Xorg does not detect displays in rootless mode on nvidia proprietary drivers (GNOME)

Bug #1672033 reported by Igor on 2017-03-11
12
This bug affects 2 people
Affects Status Importance Assigned to Milestone
NVIDIA Drivers Ubuntu
Undecided
Unassigned
mutter (Ubuntu)
Undecided
Unassigned
xorg (Ubuntu)
Undecided
Unassigned

Bug Description

There are two bug reports in LP: #1559576, LP: #1632322 and also LP: #1666664, where GDM does not start on proprietary nvidia drivers.

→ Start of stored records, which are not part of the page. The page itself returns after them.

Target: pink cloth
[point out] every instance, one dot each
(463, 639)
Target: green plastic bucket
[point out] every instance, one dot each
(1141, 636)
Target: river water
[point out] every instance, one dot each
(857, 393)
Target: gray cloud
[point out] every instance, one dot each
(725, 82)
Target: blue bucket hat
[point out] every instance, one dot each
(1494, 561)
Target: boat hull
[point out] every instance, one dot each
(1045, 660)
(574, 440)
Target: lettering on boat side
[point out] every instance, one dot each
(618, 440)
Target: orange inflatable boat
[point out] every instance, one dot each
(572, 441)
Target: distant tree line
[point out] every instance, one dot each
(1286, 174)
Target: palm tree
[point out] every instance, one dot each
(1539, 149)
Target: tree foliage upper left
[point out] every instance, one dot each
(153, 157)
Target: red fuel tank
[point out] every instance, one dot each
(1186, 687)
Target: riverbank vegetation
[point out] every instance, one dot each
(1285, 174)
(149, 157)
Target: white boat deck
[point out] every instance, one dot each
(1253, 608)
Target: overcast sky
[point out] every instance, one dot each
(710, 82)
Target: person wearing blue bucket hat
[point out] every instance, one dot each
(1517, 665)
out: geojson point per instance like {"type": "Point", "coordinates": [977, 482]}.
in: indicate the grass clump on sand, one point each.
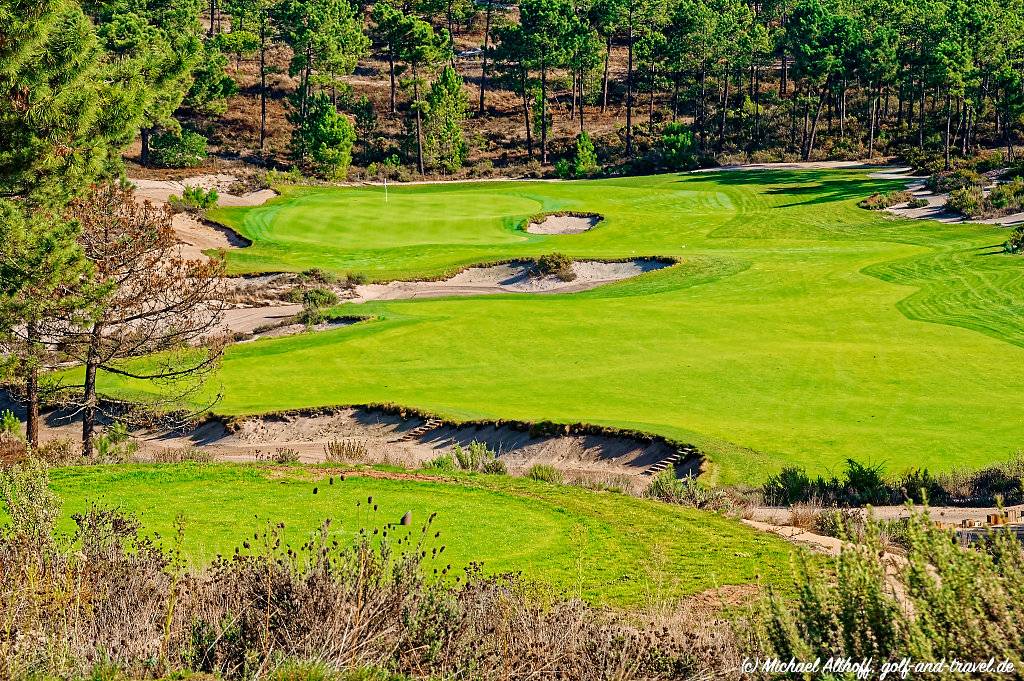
{"type": "Point", "coordinates": [796, 330]}
{"type": "Point", "coordinates": [607, 548]}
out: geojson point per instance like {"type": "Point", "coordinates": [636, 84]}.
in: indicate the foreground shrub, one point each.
{"type": "Point", "coordinates": [942, 601]}
{"type": "Point", "coordinates": [109, 602]}
{"type": "Point", "coordinates": [859, 484]}
{"type": "Point", "coordinates": [168, 150]}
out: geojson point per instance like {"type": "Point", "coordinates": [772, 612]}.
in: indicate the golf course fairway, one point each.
{"type": "Point", "coordinates": [796, 328]}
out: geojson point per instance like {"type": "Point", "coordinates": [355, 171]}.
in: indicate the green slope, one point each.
{"type": "Point", "coordinates": [602, 546]}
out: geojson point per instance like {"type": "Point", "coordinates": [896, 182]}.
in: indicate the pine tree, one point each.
{"type": "Point", "coordinates": [443, 141]}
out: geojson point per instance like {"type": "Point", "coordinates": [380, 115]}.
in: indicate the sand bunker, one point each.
{"type": "Point", "coordinates": [509, 278]}
{"type": "Point", "coordinates": [563, 224]}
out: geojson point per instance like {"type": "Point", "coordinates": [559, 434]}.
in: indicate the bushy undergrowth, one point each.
{"type": "Point", "coordinates": [169, 150]}
{"type": "Point", "coordinates": [105, 600]}
{"type": "Point", "coordinates": [194, 200]}
{"type": "Point", "coordinates": [860, 483]}
{"type": "Point", "coordinates": [556, 264]}
{"type": "Point", "coordinates": [545, 473]}
{"type": "Point", "coordinates": [686, 491]}
{"type": "Point", "coordinates": [942, 601]}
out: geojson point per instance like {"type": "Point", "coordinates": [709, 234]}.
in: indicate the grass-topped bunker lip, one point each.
{"type": "Point", "coordinates": [562, 222]}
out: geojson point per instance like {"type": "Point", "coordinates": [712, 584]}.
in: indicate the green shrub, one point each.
{"type": "Point", "coordinates": [477, 457]}
{"type": "Point", "coordinates": [950, 180]}
{"type": "Point", "coordinates": [943, 601]}
{"type": "Point", "coordinates": [1016, 242]}
{"type": "Point", "coordinates": [194, 200]}
{"type": "Point", "coordinates": [686, 491]}
{"type": "Point", "coordinates": [1009, 197]}
{"type": "Point", "coordinates": [887, 200]}
{"type": "Point", "coordinates": [443, 462]}
{"type": "Point", "coordinates": [545, 473]}
{"type": "Point", "coordinates": [970, 201]}
{"type": "Point", "coordinates": [556, 264]}
{"type": "Point", "coordinates": [320, 297]}
{"type": "Point", "coordinates": [168, 150]}
{"type": "Point", "coordinates": [10, 425]}
{"type": "Point", "coordinates": [677, 149]}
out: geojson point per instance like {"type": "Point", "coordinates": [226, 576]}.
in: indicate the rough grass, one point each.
{"type": "Point", "coordinates": [605, 547]}
{"type": "Point", "coordinates": [798, 329]}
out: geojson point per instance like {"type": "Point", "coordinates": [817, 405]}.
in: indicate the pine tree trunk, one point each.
{"type": "Point", "coordinates": [262, 81]}
{"type": "Point", "coordinates": [144, 156]}
{"type": "Point", "coordinates": [582, 126]}
{"type": "Point", "coordinates": [544, 112]}
{"type": "Point", "coordinates": [390, 66]}
{"type": "Point", "coordinates": [419, 122]}
{"type": "Point", "coordinates": [629, 89]}
{"type": "Point", "coordinates": [604, 80]}
{"type": "Point", "coordinates": [32, 387]}
{"type": "Point", "coordinates": [525, 112]}
{"type": "Point", "coordinates": [483, 67]}
{"type": "Point", "coordinates": [89, 394]}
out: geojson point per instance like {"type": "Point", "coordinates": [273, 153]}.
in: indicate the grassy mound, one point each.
{"type": "Point", "coordinates": [605, 547]}
{"type": "Point", "coordinates": [793, 332]}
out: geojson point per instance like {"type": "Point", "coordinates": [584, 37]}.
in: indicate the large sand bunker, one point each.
{"type": "Point", "coordinates": [510, 278]}
{"type": "Point", "coordinates": [563, 223]}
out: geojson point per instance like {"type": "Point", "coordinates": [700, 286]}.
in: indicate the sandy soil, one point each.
{"type": "Point", "coordinates": [936, 208]}
{"type": "Point", "coordinates": [563, 224]}
{"type": "Point", "coordinates": [510, 278]}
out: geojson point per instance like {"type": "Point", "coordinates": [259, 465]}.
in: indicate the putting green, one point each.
{"type": "Point", "coordinates": [797, 328]}
{"type": "Point", "coordinates": [601, 546]}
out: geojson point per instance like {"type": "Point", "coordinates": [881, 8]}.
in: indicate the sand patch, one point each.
{"type": "Point", "coordinates": [563, 224]}
{"type": "Point", "coordinates": [509, 278]}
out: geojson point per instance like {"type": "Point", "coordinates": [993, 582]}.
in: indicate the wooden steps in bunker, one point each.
{"type": "Point", "coordinates": [422, 429]}
{"type": "Point", "coordinates": [679, 455]}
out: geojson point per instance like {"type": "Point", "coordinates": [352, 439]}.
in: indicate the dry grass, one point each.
{"type": "Point", "coordinates": [109, 599]}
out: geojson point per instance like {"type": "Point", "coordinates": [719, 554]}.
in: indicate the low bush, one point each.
{"type": "Point", "coordinates": [286, 455]}
{"type": "Point", "coordinates": [943, 601]}
{"type": "Point", "coordinates": [686, 491]}
{"type": "Point", "coordinates": [443, 462]}
{"type": "Point", "coordinates": [555, 264]}
{"type": "Point", "coordinates": [859, 484]}
{"type": "Point", "coordinates": [1016, 242]}
{"type": "Point", "coordinates": [168, 150]}
{"type": "Point", "coordinates": [478, 458]}
{"type": "Point", "coordinates": [545, 473]}
{"type": "Point", "coordinates": [970, 201]}
{"type": "Point", "coordinates": [887, 200]}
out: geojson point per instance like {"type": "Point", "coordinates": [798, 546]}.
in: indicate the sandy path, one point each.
{"type": "Point", "coordinates": [510, 278]}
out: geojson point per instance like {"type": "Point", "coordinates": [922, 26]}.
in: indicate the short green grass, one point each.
{"type": "Point", "coordinates": [797, 329]}
{"type": "Point", "coordinates": [602, 546]}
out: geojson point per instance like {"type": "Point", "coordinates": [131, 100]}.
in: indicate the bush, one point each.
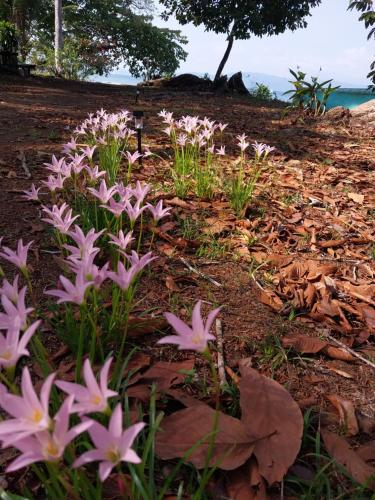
{"type": "Point", "coordinates": [262, 91]}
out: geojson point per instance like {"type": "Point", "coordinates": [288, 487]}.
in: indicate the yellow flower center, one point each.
{"type": "Point", "coordinates": [36, 416]}
{"type": "Point", "coordinates": [96, 399]}
{"type": "Point", "coordinates": [52, 450]}
{"type": "Point", "coordinates": [113, 455]}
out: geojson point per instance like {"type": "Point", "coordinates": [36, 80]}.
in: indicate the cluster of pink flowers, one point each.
{"type": "Point", "coordinates": [42, 438]}
{"type": "Point", "coordinates": [193, 132]}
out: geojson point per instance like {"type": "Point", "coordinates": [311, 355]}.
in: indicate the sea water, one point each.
{"type": "Point", "coordinates": [349, 98]}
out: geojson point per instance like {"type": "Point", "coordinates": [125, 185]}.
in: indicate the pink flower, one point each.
{"type": "Point", "coordinates": [15, 316]}
{"type": "Point", "coordinates": [88, 152]}
{"type": "Point", "coordinates": [10, 291]}
{"type": "Point", "coordinates": [243, 145]}
{"type": "Point", "coordinates": [48, 446]}
{"type": "Point", "coordinates": [113, 445]}
{"type": "Point", "coordinates": [191, 338]}
{"type": "Point", "coordinates": [158, 212]}
{"type": "Point", "coordinates": [140, 191]}
{"type": "Point", "coordinates": [70, 146]}
{"type": "Point", "coordinates": [73, 292]}
{"type": "Point", "coordinates": [85, 242]}
{"type": "Point", "coordinates": [132, 158]}
{"type": "Point", "coordinates": [94, 173]}
{"type": "Point", "coordinates": [54, 183]}
{"type": "Point", "coordinates": [18, 258]}
{"type": "Point", "coordinates": [56, 166]}
{"type": "Point", "coordinates": [104, 194]}
{"type": "Point", "coordinates": [30, 412]}
{"type": "Point", "coordinates": [12, 347]}
{"type": "Point", "coordinates": [134, 211]}
{"type": "Point", "coordinates": [57, 218]}
{"type": "Point", "coordinates": [32, 194]}
{"type": "Point", "coordinates": [121, 241]}
{"type": "Point", "coordinates": [93, 397]}
{"type": "Point", "coordinates": [115, 207]}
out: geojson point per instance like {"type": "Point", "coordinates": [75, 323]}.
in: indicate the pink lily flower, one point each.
{"type": "Point", "coordinates": [242, 143]}
{"type": "Point", "coordinates": [113, 445]}
{"type": "Point", "coordinates": [18, 258]}
{"type": "Point", "coordinates": [84, 242]}
{"type": "Point", "coordinates": [121, 241]}
{"type": "Point", "coordinates": [57, 218]}
{"type": "Point", "coordinates": [158, 212]}
{"type": "Point", "coordinates": [104, 194]}
{"type": "Point", "coordinates": [56, 165]}
{"type": "Point", "coordinates": [30, 413]}
{"type": "Point", "coordinates": [134, 211]}
{"type": "Point", "coordinates": [74, 293]}
{"type": "Point", "coordinates": [193, 338]}
{"type": "Point", "coordinates": [15, 316]}
{"type": "Point", "coordinates": [94, 173]}
{"type": "Point", "coordinates": [54, 183]}
{"type": "Point", "coordinates": [115, 207]}
{"type": "Point", "coordinates": [49, 446]}
{"type": "Point", "coordinates": [140, 191]}
{"type": "Point", "coordinates": [10, 291]}
{"type": "Point", "coordinates": [88, 152]}
{"type": "Point", "coordinates": [70, 146]}
{"type": "Point", "coordinates": [32, 194]}
{"type": "Point", "coordinates": [12, 347]}
{"type": "Point", "coordinates": [132, 158]}
{"type": "Point", "coordinates": [93, 397]}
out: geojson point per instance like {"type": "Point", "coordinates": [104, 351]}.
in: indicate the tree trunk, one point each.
{"type": "Point", "coordinates": [225, 58]}
{"type": "Point", "coordinates": [58, 35]}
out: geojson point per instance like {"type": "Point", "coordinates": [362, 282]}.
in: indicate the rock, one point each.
{"type": "Point", "coordinates": [338, 114]}
{"type": "Point", "coordinates": [364, 114]}
{"type": "Point", "coordinates": [236, 84]}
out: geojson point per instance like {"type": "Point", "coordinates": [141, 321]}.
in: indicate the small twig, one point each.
{"type": "Point", "coordinates": [220, 353]}
{"type": "Point", "coordinates": [22, 159]}
{"type": "Point", "coordinates": [199, 273]}
{"type": "Point", "coordinates": [350, 351]}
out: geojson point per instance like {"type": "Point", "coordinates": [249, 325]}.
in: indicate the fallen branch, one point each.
{"type": "Point", "coordinates": [350, 351]}
{"type": "Point", "coordinates": [220, 353]}
{"type": "Point", "coordinates": [199, 273]}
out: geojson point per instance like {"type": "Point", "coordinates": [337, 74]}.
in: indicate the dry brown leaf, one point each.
{"type": "Point", "coordinates": [304, 344]}
{"type": "Point", "coordinates": [357, 198]}
{"type": "Point", "coordinates": [269, 410]}
{"type": "Point", "coordinates": [245, 483]}
{"type": "Point", "coordinates": [338, 353]}
{"type": "Point", "coordinates": [346, 413]}
{"type": "Point", "coordinates": [271, 299]}
{"type": "Point", "coordinates": [341, 451]}
{"type": "Point", "coordinates": [185, 428]}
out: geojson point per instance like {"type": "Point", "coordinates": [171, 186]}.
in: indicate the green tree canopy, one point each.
{"type": "Point", "coordinates": [241, 19]}
{"type": "Point", "coordinates": [367, 9]}
{"type": "Point", "coordinates": [99, 36]}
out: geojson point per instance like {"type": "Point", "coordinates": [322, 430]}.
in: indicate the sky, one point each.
{"type": "Point", "coordinates": [334, 40]}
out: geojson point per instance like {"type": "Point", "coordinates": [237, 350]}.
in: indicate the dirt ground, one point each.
{"type": "Point", "coordinates": [317, 167]}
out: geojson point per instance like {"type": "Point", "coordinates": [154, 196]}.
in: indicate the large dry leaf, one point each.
{"type": "Point", "coordinates": [341, 451]}
{"type": "Point", "coordinates": [272, 416]}
{"type": "Point", "coordinates": [246, 483]}
{"type": "Point", "coordinates": [346, 413]}
{"type": "Point", "coordinates": [185, 428]}
{"type": "Point", "coordinates": [304, 344]}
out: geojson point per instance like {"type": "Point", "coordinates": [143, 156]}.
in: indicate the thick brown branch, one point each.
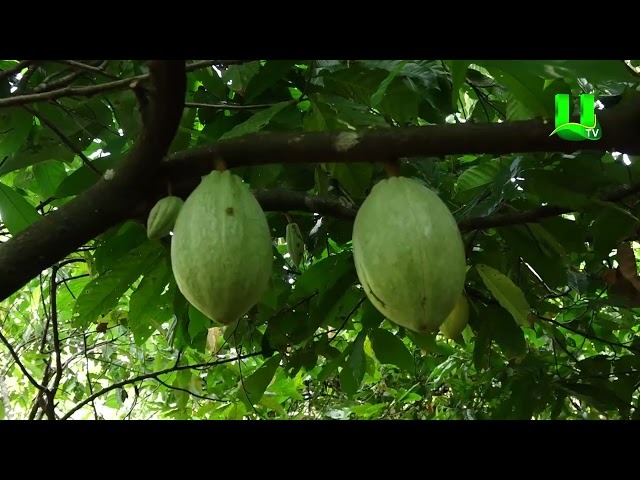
{"type": "Point", "coordinates": [619, 126]}
{"type": "Point", "coordinates": [110, 200]}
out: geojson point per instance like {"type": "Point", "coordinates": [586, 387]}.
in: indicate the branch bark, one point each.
{"type": "Point", "coordinates": [619, 126]}
{"type": "Point", "coordinates": [110, 199]}
{"type": "Point", "coordinates": [138, 182]}
{"type": "Point", "coordinates": [87, 91]}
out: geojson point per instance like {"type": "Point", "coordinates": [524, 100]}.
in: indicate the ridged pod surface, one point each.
{"type": "Point", "coordinates": [409, 254]}
{"type": "Point", "coordinates": [162, 217]}
{"type": "Point", "coordinates": [221, 251]}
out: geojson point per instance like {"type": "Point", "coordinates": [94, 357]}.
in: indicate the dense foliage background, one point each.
{"type": "Point", "coordinates": [550, 238]}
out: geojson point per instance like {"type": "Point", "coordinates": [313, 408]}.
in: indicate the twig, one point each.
{"type": "Point", "coordinates": [224, 106]}
{"type": "Point", "coordinates": [88, 68]}
{"type": "Point", "coordinates": [51, 394]}
{"type": "Point", "coordinates": [19, 363]}
{"type": "Point", "coordinates": [49, 85]}
{"type": "Point", "coordinates": [588, 335]}
{"type": "Point", "coordinates": [87, 91]}
{"type": "Point", "coordinates": [93, 404]}
{"type": "Point", "coordinates": [64, 139]}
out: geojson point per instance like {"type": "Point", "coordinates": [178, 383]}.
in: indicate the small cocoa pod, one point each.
{"type": "Point", "coordinates": [295, 243]}
{"type": "Point", "coordinates": [163, 217]}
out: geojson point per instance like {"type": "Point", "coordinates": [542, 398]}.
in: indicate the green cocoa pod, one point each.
{"type": "Point", "coordinates": [457, 320]}
{"type": "Point", "coordinates": [163, 217]}
{"type": "Point", "coordinates": [221, 250]}
{"type": "Point", "coordinates": [295, 243]}
{"type": "Point", "coordinates": [409, 254]}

As it turned out, the reason for that was Xorg starting in rootless mode and apparently not initializing everything properly, which was causing gnome-shell/libmutter to crash.

Installing xserver-xorg-legacy did partially fix those issues.

Enabling modesetting for nvidia driver however still causes the problem.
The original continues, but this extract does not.